Continued losses force central bank to pull the plug.

India's central bank has finally stepped in to prevent Global Trust Bank from losing any more money. The bank, which has been embroiled in problems for years, will be recapitalized through a merger with Oriental Bank of Commerce (OBC).

The Reserve Bank of India (RBI) acted at the weekend to stop a run on Global Trust, closing ATMs and capping withrawals at Rs10,000 ($215). The full extent of the bank's problems will remain unclear until the central bank completes its audit, but the size of the losses discovered so far and the suspicion of yet more fraud triggered banking regulations that allowed the central bank to freeze Global Trust's business.

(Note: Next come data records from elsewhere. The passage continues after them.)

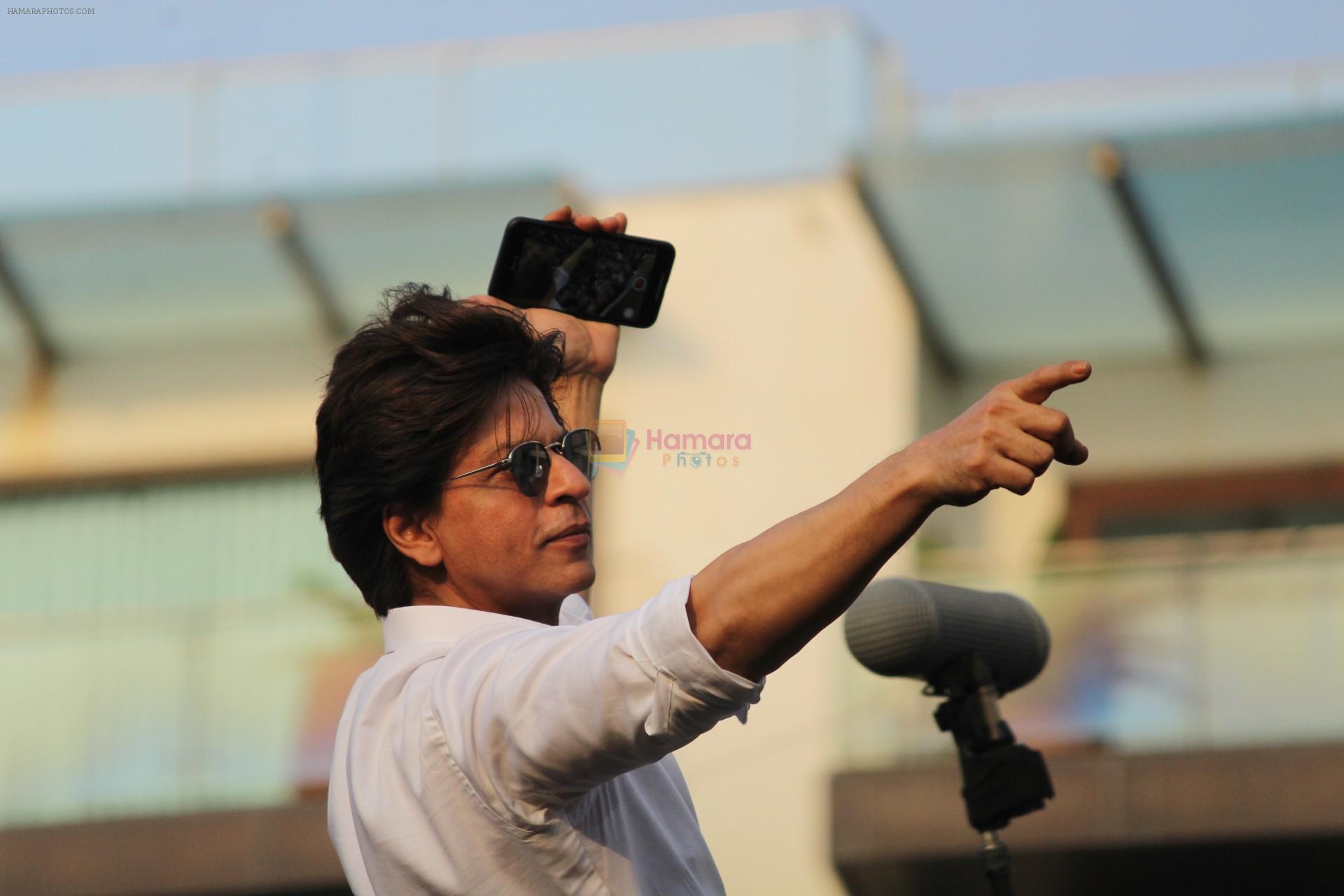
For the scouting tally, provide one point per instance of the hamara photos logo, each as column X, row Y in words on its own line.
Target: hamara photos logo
column 675, row 450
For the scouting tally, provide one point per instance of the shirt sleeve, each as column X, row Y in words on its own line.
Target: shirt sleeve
column 536, row 718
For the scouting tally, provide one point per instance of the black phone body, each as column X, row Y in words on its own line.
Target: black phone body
column 598, row 277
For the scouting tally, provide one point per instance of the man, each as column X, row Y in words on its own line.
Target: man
column 507, row 742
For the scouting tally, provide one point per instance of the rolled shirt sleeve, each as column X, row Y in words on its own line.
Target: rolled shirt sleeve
column 538, row 716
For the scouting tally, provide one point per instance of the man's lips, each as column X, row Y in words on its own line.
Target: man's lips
column 570, row 533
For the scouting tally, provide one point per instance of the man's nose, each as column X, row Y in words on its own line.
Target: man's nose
column 568, row 480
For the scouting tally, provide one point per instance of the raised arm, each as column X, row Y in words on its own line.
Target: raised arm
column 758, row 603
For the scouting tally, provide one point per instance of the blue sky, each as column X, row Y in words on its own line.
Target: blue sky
column 948, row 46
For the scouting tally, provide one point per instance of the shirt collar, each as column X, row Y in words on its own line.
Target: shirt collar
column 421, row 624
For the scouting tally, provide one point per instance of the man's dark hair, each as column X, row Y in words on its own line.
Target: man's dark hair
column 405, row 396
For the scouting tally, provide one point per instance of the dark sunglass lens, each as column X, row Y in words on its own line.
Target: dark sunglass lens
column 580, row 449
column 530, row 466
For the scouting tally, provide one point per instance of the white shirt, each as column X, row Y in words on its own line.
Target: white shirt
column 488, row 754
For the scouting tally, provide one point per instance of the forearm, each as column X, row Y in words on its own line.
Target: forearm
column 580, row 399
column 758, row 603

Despite the grim situation, the forced merger with state-owned OBC was by no means a last resort for the government. Private equity investors have shown strong interest in new-generation private banks such as Global Trust, and Newbridge Capital is thought to have tabled a firm offer to buy 40% of the bank for Rs9.5 billion.

But that kind of investment goes against the grain of current thinking at the central bank. A set of draft guidelines issued by RBI recently envisioned a regime whereby individual groups cannot own more than 10% in a bank and stricter minimum capitalization levels of Rs3 billion - Global Trust would fail on both counts as Ramesh Gelli, the bank's founder, controls at least 19% of the stock and capitalization is well below the minimum level.

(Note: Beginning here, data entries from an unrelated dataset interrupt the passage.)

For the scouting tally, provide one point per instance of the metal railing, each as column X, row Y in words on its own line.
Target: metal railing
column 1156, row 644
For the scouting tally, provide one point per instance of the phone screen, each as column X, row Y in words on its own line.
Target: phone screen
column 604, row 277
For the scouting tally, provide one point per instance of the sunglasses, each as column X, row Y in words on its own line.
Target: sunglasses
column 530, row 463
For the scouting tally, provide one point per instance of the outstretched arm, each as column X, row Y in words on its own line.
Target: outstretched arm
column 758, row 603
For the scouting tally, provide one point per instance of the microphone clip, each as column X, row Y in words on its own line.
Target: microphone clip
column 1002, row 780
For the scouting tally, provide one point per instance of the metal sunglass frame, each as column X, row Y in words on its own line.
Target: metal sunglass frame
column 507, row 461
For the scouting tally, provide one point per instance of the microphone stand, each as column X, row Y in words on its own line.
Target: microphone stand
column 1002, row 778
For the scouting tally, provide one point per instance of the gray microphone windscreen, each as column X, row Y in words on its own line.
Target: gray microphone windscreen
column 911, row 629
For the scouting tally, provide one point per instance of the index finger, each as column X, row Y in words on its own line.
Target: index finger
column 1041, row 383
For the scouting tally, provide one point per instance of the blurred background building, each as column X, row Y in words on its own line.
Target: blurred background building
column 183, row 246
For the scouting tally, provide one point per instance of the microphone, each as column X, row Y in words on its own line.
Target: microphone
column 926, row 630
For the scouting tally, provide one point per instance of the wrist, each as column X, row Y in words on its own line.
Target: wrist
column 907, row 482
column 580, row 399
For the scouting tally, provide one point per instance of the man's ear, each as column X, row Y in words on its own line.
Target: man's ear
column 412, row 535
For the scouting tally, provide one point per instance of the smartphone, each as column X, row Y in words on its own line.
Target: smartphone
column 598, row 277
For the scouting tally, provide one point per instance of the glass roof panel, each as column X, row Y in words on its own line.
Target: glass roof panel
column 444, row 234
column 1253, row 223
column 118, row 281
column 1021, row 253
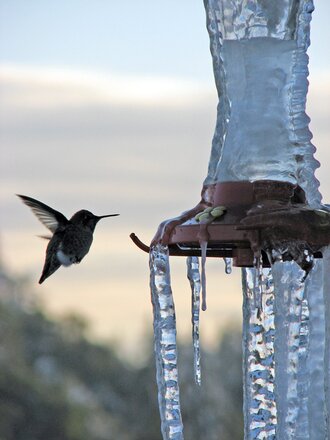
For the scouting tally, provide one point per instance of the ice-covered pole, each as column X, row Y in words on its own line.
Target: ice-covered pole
column 260, row 66
column 270, row 220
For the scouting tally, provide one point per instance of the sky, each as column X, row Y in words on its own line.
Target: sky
column 110, row 106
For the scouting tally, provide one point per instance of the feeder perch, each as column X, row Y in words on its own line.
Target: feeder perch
column 260, row 216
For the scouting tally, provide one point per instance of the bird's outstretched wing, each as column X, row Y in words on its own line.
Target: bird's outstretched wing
column 51, row 218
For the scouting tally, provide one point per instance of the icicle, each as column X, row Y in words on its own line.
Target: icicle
column 260, row 412
column 203, row 245
column 326, row 293
column 289, row 301
column 227, row 265
column 257, row 291
column 312, row 390
column 165, row 344
column 195, row 282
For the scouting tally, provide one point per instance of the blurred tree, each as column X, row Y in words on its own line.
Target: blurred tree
column 56, row 384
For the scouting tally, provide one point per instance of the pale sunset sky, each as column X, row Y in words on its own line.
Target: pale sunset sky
column 110, row 106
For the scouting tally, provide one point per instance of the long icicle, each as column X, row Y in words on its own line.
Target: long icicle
column 165, row 344
column 195, row 283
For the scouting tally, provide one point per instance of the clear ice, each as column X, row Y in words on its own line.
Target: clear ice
column 258, row 358
column 195, row 283
column 260, row 68
column 260, row 63
column 203, row 245
column 227, row 265
column 165, row 344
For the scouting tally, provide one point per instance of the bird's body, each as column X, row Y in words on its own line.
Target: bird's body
column 71, row 239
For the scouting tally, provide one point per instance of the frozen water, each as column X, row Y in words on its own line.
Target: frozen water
column 165, row 344
column 203, row 245
column 260, row 68
column 195, row 282
column 258, row 358
column 289, row 300
column 228, row 268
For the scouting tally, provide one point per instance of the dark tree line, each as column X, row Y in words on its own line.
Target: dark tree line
column 57, row 385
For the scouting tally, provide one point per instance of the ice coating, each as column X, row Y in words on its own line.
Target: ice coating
column 326, row 290
column 260, row 68
column 258, row 274
column 289, row 358
column 227, row 265
column 260, row 408
column 203, row 245
column 195, row 283
column 165, row 344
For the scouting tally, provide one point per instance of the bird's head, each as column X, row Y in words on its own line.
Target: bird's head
column 88, row 220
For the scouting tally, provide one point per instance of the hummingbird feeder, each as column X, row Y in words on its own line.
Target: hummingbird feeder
column 260, row 206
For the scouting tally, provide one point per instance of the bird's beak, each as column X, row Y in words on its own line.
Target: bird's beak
column 104, row 216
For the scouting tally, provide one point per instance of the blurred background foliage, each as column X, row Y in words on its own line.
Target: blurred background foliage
column 55, row 383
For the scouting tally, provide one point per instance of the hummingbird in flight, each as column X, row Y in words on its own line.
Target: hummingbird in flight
column 71, row 239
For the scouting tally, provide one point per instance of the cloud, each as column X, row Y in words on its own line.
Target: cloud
column 48, row 88
column 138, row 146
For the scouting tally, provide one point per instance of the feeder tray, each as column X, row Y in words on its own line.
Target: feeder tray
column 260, row 216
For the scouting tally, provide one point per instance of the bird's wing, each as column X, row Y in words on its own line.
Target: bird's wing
column 51, row 218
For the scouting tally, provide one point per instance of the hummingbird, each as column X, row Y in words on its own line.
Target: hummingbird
column 71, row 239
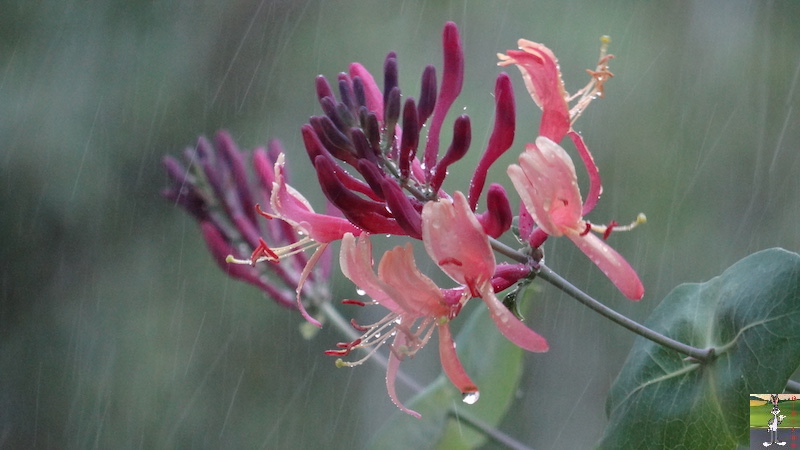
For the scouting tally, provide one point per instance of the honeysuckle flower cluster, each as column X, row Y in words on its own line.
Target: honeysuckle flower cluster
column 377, row 156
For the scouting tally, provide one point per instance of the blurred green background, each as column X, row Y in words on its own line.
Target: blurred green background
column 117, row 330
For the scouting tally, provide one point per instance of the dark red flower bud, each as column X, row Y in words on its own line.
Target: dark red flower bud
column 458, row 148
column 389, row 75
column 501, row 139
column 323, row 88
column 427, row 94
column 408, row 217
column 346, row 91
column 410, row 139
column 452, row 81
column 498, row 216
column 368, row 215
column 333, row 140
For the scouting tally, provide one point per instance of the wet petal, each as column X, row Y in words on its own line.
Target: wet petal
column 391, row 375
column 548, row 186
column 613, row 265
column 455, row 239
column 511, row 327
column 540, row 72
column 407, row 286
column 355, row 258
column 450, row 362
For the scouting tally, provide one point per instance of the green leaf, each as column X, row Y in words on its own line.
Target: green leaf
column 751, row 315
column 492, row 362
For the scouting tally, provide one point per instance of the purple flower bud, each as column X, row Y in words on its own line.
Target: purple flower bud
column 228, row 151
column 498, row 216
column 346, row 91
column 501, row 139
column 458, row 148
column 427, row 94
column 392, row 112
column 389, row 75
column 220, row 248
column 410, row 139
column 452, row 81
column 370, row 216
column 333, row 140
column 408, row 217
column 323, row 88
column 372, row 175
column 329, row 108
column 362, row 146
column 358, row 91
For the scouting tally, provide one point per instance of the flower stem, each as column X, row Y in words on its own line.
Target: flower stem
column 547, row 274
column 702, row 355
column 344, row 326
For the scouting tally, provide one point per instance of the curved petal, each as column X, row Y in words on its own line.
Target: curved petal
column 292, row 207
column 511, row 327
column 456, row 240
column 407, row 286
column 391, row 374
column 355, row 259
column 551, row 192
column 450, row 362
column 613, row 265
column 539, row 68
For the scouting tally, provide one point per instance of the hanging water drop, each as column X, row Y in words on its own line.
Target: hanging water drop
column 470, row 397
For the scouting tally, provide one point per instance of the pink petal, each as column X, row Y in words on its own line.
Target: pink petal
column 391, row 374
column 450, row 362
column 611, row 263
column 355, row 259
column 292, row 207
column 303, row 277
column 548, row 186
column 595, row 185
column 511, row 327
column 539, row 69
column 407, row 286
column 455, row 239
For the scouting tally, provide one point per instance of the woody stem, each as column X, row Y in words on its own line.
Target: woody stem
column 547, row 274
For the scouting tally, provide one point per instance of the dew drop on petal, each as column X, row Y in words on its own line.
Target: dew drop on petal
column 470, row 397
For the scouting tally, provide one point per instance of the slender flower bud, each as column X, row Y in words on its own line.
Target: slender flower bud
column 323, row 88
column 410, row 139
column 452, row 81
column 498, row 216
column 427, row 94
column 502, row 135
column 458, row 148
column 390, row 79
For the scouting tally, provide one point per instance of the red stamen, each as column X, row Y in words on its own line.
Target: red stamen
column 358, row 327
column 450, row 260
column 609, row 228
column 349, row 301
column 262, row 250
column 263, row 213
column 337, row 352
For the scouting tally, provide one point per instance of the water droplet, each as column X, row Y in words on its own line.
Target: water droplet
column 470, row 397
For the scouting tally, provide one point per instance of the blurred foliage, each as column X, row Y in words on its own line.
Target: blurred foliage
column 119, row 331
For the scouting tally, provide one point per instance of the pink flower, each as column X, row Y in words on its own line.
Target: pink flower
column 455, row 239
column 317, row 230
column 416, row 306
column 547, row 184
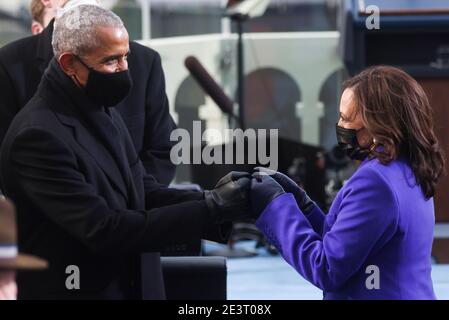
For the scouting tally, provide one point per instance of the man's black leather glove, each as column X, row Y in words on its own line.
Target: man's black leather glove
column 264, row 189
column 229, row 200
column 302, row 199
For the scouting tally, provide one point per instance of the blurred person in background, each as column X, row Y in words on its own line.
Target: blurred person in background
column 145, row 110
column 10, row 260
column 40, row 15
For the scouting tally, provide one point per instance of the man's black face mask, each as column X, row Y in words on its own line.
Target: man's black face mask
column 347, row 140
column 107, row 89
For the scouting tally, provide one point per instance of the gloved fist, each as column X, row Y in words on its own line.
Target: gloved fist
column 229, row 200
column 302, row 199
column 264, row 189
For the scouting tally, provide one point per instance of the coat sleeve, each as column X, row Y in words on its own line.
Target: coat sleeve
column 158, row 195
column 159, row 124
column 367, row 219
column 46, row 176
column 8, row 101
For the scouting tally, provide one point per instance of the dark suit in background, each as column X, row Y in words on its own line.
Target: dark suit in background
column 83, row 197
column 145, row 111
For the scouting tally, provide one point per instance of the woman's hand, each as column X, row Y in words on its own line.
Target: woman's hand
column 264, row 189
column 302, row 199
column 229, row 200
column 8, row 287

The new guidelines are designed to prevent exactly the kind of problems that have brought Global Trust to its knees - the RBI, analysts and everyone else qualified to have an opinion agrees the bank's failure was a product of lingering bad management. It is hoped the new rules will make encourage consolidation and make bank ownership more diversified.

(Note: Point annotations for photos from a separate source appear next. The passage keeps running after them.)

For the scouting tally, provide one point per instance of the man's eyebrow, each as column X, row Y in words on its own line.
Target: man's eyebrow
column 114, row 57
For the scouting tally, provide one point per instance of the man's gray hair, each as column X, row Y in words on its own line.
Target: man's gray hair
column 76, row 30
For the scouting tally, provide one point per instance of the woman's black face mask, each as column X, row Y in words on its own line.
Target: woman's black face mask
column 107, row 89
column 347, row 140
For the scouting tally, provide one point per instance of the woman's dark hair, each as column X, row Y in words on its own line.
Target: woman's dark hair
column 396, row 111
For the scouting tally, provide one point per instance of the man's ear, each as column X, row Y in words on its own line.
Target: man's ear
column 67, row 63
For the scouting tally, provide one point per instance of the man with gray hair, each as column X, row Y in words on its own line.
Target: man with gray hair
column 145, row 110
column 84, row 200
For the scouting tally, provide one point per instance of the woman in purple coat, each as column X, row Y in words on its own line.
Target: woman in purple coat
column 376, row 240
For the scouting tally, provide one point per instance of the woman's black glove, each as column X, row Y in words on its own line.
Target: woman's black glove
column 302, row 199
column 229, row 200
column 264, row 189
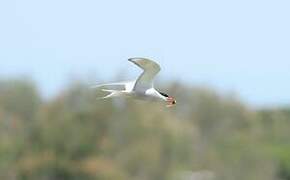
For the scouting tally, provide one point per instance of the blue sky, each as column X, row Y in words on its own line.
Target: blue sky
column 233, row 46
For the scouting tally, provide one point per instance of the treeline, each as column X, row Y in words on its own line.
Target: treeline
column 74, row 136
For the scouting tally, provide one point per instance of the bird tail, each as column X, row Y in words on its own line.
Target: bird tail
column 109, row 84
column 112, row 93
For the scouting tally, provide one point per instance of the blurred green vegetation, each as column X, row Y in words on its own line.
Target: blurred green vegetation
column 74, row 136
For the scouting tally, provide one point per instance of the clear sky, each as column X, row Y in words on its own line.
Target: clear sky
column 240, row 46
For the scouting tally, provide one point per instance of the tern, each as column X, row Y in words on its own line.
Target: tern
column 143, row 87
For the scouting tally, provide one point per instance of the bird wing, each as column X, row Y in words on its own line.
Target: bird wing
column 126, row 86
column 150, row 70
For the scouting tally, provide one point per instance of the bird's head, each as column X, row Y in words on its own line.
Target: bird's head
column 170, row 101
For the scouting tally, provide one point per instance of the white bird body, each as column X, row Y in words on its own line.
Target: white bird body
column 143, row 87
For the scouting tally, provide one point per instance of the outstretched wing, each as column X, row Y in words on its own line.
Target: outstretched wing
column 150, row 70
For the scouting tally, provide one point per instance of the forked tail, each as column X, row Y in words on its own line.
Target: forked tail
column 113, row 93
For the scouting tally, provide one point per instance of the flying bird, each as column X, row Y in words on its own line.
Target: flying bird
column 143, row 87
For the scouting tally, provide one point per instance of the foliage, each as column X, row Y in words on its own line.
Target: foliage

Given that the cost of failed banks is invariably borne, at least in part, by the public purse, the central bank understandably wants better standards. "RBI is coming from the perspective that there's no such thing as a private bank if the state has to bear the cost of recapitalization," says a banking analyst in Bombay. "And right now the situation is such that you can't argue with the RBI."

Indeed, some analysts have asked why it took the government so long to act in the first place; the collapse has been brewing for a long time. The bank struggled in the 1990s after reckless involvement in the diamond trade and in 2001 RBI ousted Gelli from day-to-day control of the bank after he became implicated in the Ketan Parekh stock scandal. Last year Gelli and his associates were banned from trading in the company's stock after allegations of price fixing.

Merger with OBC, say analysts, is not a bad outcome anyway. Global Trust is broken, to be sure, but it has good technology and a good customer base. If OBC can leverage that and use its balance sheet to become more aggressive in pursuing the retail wallet it will be an attractive proposition - OBC is reckoned to be one of the most impressive public banks in the country.

One major cause of concern for the central bank was Global Trust's large retail base. Almost three-quarters of its Rs69 billion deposit base comes from 880,000 individual lenders, who were understandably panicked by the situation until RBI assuaged their fears with the announcement of the merger. However, there have been no guarantees that their deposits are safe; details of the plan will probably not be revealed until after the audit of Global Trust is finished.